Atlanta’s Disciplined Retail Market Ready to Face Headwinds from REITs, Amazon

by John Nelson

A decade ago, the Atlanta retail market was a house of cards. It was clear to see this if you were in the industry at the time, and possibly even if you weren’t. Based on the intense overbuilding that had taken place, it wouldn’t have taken a worldwide economic meltdown to wreck it, though that didn’t help. Literally hundreds of unanchored retail centers had cropped up all over suburbia, fitting directly into everything that people consider to be negative about shopping centers.

The formula for developers was to scrape every tree from a piece of land, cover it with asphalt and an inexpensively constructed building, then fill it with whatever tenants they could find. The result was largely a glut of properties with poor intrinsic values: mid-block sites, odd shaped layouts, challenging access, uninspired, non-credit tenants with high rents. This would, of course, turn out to be unsustainable.

Jeff Enck, Shane Investment Property Group

Jeff Enck, Shane Investment Property Group

To be fair, not every property was developed in this fashion. Atlanta was and still is home to many excellent retail developers that know how to create amazing projects. But many look back to the 2000s in Atlanta as a time of cookie cutter development with inexperienced builders playing a game of musical chairs, trying to cash out before the whole thing collapsed.

So where we are now? The economy has been in expansion since the second quarter of 2009, and many fear that a downturn may be looming. Some brokers and investors are claiming that a change is starting to occur.

Statistically Speaking
Retail investment sales in the Atlanta market have modestly declined in velocity and pricing through the first half of 2017. What people have been describing as overall softness can be specifically quantified as an approximate 8.4 percent drop off in sales volume compared to 2016, as well as a 12.6 percent decline in price per square foot, with cap rates remaining flat at 7 percent for private capital-sized retail properties between $750,000 and $30 million.

There does not appear to be cause for alarm, nor is there a looming threat of a repeat of the rapid economic meltdown that occurred in 2008. In tracking retail returns nationally, equity price levels have returned to the 2015 levels, down from the recent peak in mid-2016. Investor sentiment in Atlanta is showing caution, as buyers are demanding value and higher unleveraged returns based on higher cost of capital following two 2017 interest rate hikes.

Overcoming the Headwinds
The reasons for the recent modest decline are fairly intuitive. Factors that have had some effect on REIT activity include holdbacks due to the election, the perceived “Amazon effect,” investors anticipating lower cash returns and fewer buyers/lower competition to buy properties.

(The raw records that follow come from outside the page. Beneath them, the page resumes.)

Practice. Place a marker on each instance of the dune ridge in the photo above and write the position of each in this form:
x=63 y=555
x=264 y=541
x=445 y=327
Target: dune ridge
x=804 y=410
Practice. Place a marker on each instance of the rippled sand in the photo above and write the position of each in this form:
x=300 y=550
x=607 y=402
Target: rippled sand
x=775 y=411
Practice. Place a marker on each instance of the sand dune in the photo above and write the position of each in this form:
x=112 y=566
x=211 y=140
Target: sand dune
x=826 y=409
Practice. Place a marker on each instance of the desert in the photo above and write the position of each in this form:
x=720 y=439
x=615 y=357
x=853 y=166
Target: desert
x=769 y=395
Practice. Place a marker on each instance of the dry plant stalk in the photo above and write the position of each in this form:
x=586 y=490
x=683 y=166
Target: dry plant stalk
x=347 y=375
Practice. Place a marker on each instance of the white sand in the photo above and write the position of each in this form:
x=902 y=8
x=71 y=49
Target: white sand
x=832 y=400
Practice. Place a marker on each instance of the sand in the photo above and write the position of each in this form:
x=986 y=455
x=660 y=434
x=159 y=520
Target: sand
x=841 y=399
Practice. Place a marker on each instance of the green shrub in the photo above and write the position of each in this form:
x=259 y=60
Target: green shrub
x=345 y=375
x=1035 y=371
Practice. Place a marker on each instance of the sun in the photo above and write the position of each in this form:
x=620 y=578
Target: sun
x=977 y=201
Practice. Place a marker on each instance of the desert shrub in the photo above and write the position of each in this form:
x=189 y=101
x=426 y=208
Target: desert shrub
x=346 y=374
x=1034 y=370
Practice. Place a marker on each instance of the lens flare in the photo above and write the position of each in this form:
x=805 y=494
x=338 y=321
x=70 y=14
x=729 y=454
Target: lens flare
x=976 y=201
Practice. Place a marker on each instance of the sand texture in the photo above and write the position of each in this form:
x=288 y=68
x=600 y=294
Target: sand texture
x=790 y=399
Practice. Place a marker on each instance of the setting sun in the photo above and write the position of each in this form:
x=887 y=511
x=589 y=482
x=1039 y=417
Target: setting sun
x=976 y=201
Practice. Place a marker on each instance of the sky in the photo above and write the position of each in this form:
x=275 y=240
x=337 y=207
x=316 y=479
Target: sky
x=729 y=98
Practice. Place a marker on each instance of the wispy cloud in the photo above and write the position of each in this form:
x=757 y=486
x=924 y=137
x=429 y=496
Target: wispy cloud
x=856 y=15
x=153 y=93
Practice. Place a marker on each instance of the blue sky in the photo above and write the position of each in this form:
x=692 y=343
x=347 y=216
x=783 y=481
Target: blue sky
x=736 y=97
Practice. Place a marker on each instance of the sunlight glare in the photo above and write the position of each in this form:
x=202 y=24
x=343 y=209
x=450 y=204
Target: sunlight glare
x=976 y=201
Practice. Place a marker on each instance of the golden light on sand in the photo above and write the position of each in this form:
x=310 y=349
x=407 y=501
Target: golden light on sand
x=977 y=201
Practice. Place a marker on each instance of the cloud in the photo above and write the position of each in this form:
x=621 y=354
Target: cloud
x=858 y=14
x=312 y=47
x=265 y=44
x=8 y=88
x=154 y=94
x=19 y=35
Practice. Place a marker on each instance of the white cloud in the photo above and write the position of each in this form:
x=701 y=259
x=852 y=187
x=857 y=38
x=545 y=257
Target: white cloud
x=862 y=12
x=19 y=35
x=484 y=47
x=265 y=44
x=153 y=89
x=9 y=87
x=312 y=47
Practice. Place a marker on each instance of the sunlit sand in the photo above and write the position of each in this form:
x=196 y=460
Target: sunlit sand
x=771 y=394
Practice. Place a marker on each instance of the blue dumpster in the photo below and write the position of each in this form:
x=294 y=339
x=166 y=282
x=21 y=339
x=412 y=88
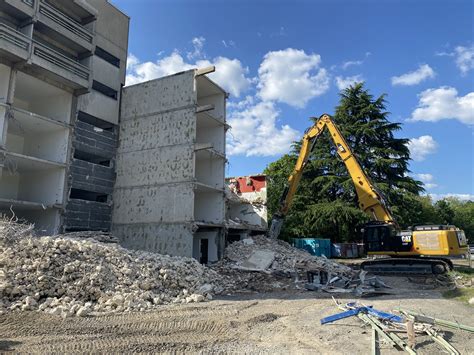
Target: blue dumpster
x=314 y=246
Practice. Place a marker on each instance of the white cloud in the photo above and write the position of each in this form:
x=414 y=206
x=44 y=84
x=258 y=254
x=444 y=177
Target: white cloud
x=444 y=103
x=198 y=44
x=228 y=43
x=462 y=197
x=464 y=58
x=415 y=77
x=350 y=63
x=421 y=147
x=343 y=83
x=291 y=76
x=427 y=180
x=255 y=132
x=230 y=73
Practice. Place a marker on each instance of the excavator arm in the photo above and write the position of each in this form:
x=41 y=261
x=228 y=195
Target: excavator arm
x=370 y=201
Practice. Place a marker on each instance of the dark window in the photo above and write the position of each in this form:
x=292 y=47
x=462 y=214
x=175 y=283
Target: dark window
x=101 y=53
x=90 y=158
x=104 y=89
x=95 y=121
x=88 y=195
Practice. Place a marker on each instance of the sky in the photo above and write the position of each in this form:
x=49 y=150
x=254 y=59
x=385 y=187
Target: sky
x=284 y=61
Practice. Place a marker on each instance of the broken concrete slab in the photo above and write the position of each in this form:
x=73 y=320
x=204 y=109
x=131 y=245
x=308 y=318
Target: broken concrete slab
x=260 y=260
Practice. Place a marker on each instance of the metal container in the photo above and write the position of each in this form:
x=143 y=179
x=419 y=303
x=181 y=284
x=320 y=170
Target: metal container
x=345 y=250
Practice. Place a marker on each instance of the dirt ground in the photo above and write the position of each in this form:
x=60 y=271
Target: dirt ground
x=277 y=322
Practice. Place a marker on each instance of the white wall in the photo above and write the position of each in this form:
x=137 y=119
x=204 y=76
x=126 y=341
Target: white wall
x=209 y=207
x=42 y=98
x=218 y=101
x=45 y=187
x=4 y=81
x=210 y=132
x=9 y=185
x=210 y=169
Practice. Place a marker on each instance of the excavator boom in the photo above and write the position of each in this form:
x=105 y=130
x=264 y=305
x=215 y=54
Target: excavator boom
x=370 y=201
x=384 y=237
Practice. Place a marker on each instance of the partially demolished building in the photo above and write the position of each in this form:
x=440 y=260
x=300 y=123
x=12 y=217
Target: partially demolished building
x=246 y=206
x=169 y=194
x=80 y=153
x=62 y=66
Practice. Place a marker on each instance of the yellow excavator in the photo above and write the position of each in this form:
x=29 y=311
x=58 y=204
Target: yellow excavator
x=421 y=249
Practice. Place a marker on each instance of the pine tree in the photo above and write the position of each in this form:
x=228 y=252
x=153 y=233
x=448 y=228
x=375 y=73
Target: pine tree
x=326 y=202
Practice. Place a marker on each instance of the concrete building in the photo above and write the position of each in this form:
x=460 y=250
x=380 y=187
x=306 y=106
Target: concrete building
x=169 y=192
x=62 y=65
x=246 y=207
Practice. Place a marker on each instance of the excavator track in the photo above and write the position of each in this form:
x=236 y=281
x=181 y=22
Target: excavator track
x=408 y=266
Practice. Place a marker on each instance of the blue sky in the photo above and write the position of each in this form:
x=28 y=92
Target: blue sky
x=284 y=61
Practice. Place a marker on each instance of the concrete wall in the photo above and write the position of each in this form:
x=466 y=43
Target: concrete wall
x=168 y=195
x=153 y=196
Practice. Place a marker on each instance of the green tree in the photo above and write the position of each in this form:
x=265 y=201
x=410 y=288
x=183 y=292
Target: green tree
x=445 y=211
x=326 y=203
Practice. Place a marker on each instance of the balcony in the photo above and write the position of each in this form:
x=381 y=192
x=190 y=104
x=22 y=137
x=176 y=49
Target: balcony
x=14 y=45
x=64 y=28
x=60 y=67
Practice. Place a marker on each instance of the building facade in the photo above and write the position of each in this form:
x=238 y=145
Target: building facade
x=169 y=193
x=62 y=66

However, with the overall economy continuing to do well (1.2 million new jobs nationally and 63,000 in the Atlanta MSA since January), the weakening from these factors has been minor. Several buyer categories have been noticeably less active in REITs and international investors, however a good number of buyers still have capital and lenders are still putting money into retail real estate.

The good news is that the intrinsic data does not indicate the telltale doom of the pre-recession boom days. There is virtually no overbuilding in Atlanta retail. Throughout the current expansion part of the cycle, Atlanta area developments have been noted to mostly be unique projects featuring live-work-play environments and adaptive reuse projects.

If the economic cycle that peaked in 2006 featured mass overbuilding, with more mid-block suburban strip centers at $30 per square foot rents than you could count, the hallmark of the new Atlanta cycle has been intelligent and desirable mixed-use projects that provide value and interest to customers and tenants.

Large-Scale Projects
The cases in point are well known. With Avalon, North American Properties took over a partially started and abandoned development in Alpharetta and shaped it with Whole Foods Market and boutique dining and shopping in a downtown-style layout featuring a movie theater, offices, apartments and single-family residences.

Ponce City Market, perhaps Atlanta’s best known adaptive reuse project, took a 1920s-era brick warehouse factory and converted it into a beautifully hip, multi-level retail, office and living experience with a unique dining hall and upper-end retailers such as Anthropologie and J. Crew.

The most recent new development of note is the new Battery Atlanta connected to SunTrust Park, the brand new Braves stadium. The Battery features 400,000 square feet of boutique retail and restaurants, a nine-story Comcast office building, an Omni hotel and 530 multifamily residences.

Outlook
Atlanta still has its fair share of traditional shopping centers, but the more everyday retail centers are grounded in sustainable rent levels and occupancy. Current average retail rents throughout all retail across the MSA are $13.55 per square foot, and vacancy is at 5.8 percent. These are numbers that allow most of us to sleep well at night.

But what is perhaps most on everyone’s mind at the moment is the so-called “death by Amazon” phenomenon. This is seen by many as the largest concern for retail, though opinions differ on what effect Amazon actually equates to.

It should be noted that many sectors of retail remain in high growth. Among these are convenience stores, restaurants, discount grocers, dollar stores and other service-oriented businesses. It is also quite interesting to note that more retail stores will open in 2017 than are slated to close.